Well, the cultural relativity of color took a beating from Berlin and Kay, who basically discovered that every culture has approximately the same set of basic colors. There’s no culture that teaches its kids about fuschia and ochre before it teaches them about red and blue. Red and blue are universally important. This discovery about categorization has a basis in the structure of our visual hardware. If we have neurons in our retinas that respond to red, yellow, green and blue (which it looks like we do), that would explain why those colors are so salient for us. In other words, it seems like our retinal receptors do much of the categorization for us, and so our basic color categories are determined by the fact that we’re human, not by the fact that we speak English.

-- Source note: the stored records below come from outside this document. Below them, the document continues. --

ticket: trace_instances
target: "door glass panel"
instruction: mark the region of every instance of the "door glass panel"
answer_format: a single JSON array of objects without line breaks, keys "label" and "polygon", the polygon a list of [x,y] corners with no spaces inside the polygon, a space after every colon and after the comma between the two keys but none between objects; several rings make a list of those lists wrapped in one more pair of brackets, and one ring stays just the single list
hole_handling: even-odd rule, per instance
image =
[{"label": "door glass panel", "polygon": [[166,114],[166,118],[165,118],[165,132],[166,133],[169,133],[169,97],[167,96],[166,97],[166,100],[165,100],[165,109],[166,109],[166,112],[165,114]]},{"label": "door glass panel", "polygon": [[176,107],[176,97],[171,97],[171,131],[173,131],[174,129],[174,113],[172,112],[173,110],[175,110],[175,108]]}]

But the same setup has been found in the biology of taste, and yet taste words don’t exhibit the same phenomena. There are receptors for five types of taste, so every language should have around 5 basic flavor words. What gives?
There are essential differences between sight and taste. Flavor has always been a bit trickier to describe than color. Colors can be arranged on a spectrum, tastes cannot. Still, it’s hard to see how these differences account for the difference in categorization.
Another possibility: Berlin and Kay talked about languages that gain new color terms as the language develops. Perhaps the addition of “savory” to our taste lexicon is a step in the evolution of English, or something. Again, that sounds iffy.
It’s terribly inconsistent and I demand to know who is responsible.
Update: I must be new at this. (Palmer, 1999) is Vision Science by Stephen Palmer (MIT Press). Encyclopedic textbook of all things vision-related (”visionary”?).